Prospettive svizzere in 10 lingue

Scrittori prima di tutto

I libri e i loro autori per tre giorni sono i protagonisti, a Soletta Keystone

Fra tedesco e jiddisch, francese e rumeno, romancio e greco, alle Giornate letterarie di Soletta c’è spazio anche per l’italiano. Quattro chiacchiere con due autori ticinesi.

Soletta, venerdì. La tranquilla cittadina è appena un poco più vivace del solito. Attorno al Landhaus e al ristorante Kreuz, nella parte bassa della città vecchia, in riva all’Aare, una piccola folla anima quella che una volta l’anno, da ventiquattro anni a questa parte, diventa la capitale della letteratura svizzera.

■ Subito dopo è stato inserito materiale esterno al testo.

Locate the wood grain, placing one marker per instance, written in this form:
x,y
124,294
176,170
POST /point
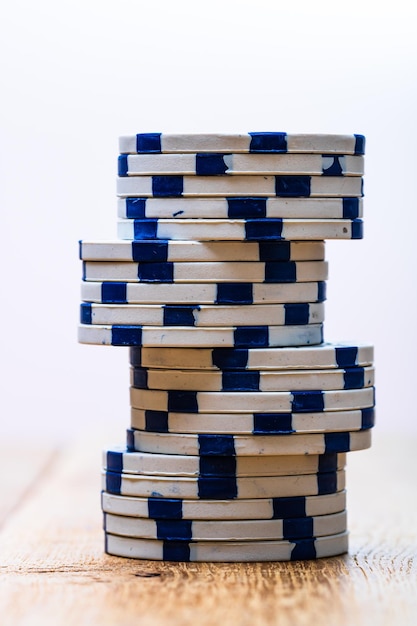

Il programma di letture, manifestazioni, spettacoli è folto. Troppo folto, dice una collaboratrice dell’Archivio svizzero di letteratura. Il giornalista sottoscritto non può che annuire e aggiungere, a tutta retorica, che c’è solo l’imbarazzo della scelta.

A Soletta si può andare per sentire qualche celebrità del mondo letterario svizzero (quest’anno per esempio Martin Suter o Peter Stamm) oppure si può ricercare la voce nuova o discosta dai principali circuiti della produzione letteraria. Le sorprese non mancano mai, o almeno così mi suggeriscono i colleghi più esperti.

Opto per un’altra via, e cerco le letture in italiano. In programma ci sono due giovani autori ticinesi, Mattia Cavadini e Claudia Quadri.

Scrivere nella Svizzera italiana

Claudia Quadri, nata nel 1965, ha pubblicato nel 2000 il romanzo “Lupe”. Ora sta lavorando ad un secondo romanzo. Matteo Cavadini, nato nel 1970, ha pubblicato nel 1995 la raccolta di racconti «Inganno turrito» e nel 1997 un saggio su Giorgio Manganelli, «La luce nera». Sta per uscire «Sullo sfondo. Cinque paesaggi».

Li incontro dopo la loro lettura davanti al Kreuz, attorno a un tavolone da festa campestre. Non ho letto i loro libri, lo ammetto. Butto il discorso sull’essere scrittori svizzeri di lingua italiana. Il tema ha risvolti politici e sociologici, ma le risposte tendono a mettere in primo piano l’autonomia della letturatura.

«Secondo me la premessa, quando si scrive, non è l’essere svizzeri», osserva Mattia Cavadini. «E non è neppure la difesa della minoranza di lingua italiana. La premessa è la necessità di scrivere.»

Lo scrivere, per Cavadini, non è legato a un luogo o a un’identità: «Quando mi metto a scrivere non ho la consapevolezza della mia identità di ticinese o svizzero. La difesa della lingua, della minoranza, sono discorsi politici, che riguardano poco la letteratura.»

Vantaggi e rischi della provincia

Chiedo se la frontiera a sud, la frontiera con l’Italia, non abbia comunque un ruolo nel lavoro degli scrittori svizzero-italiani. «Sì, ce l’ha», è la risposta unanime. Ma è un ruolo ambivalente, che per certi versi presenta anche dei vantaggi. Rispetto a province italiane di dimensioni analoghe, il Ticino offre parecchio.

«Il Ticino è un cantone molto attento, disponibile ad interessarsi alla propria letteratura », nota Claudia Quadri. «È un cantone altamente mediatizzato, con molti giornali, molte radio, le televisioni, ben disposto a dar voce a chi fa qualcosa. Ma la facilità di apparire, di raggiungere una certa notorietà, comporta dei rischi. Si finisce per diventare ‘lo scrittore ticinese’ prima ancora di diventare uno scrittore. Che invece è quello che conta»

Mattia rincara la dose: «In fondo è facilissimo muoversi nel panorama culturale ticinese, un panorama piccolo, misero, dominato da baronie. È questo il dramma.»

Tra provincia e letteratura, allora, non c’è dubbio a chi vada la preferenza. Scrittori prima di tutto, svizzeri italiani un po’ per caso. E se c’è un pubblico in Italia, che si faccia sentire (ma va bene anche senza).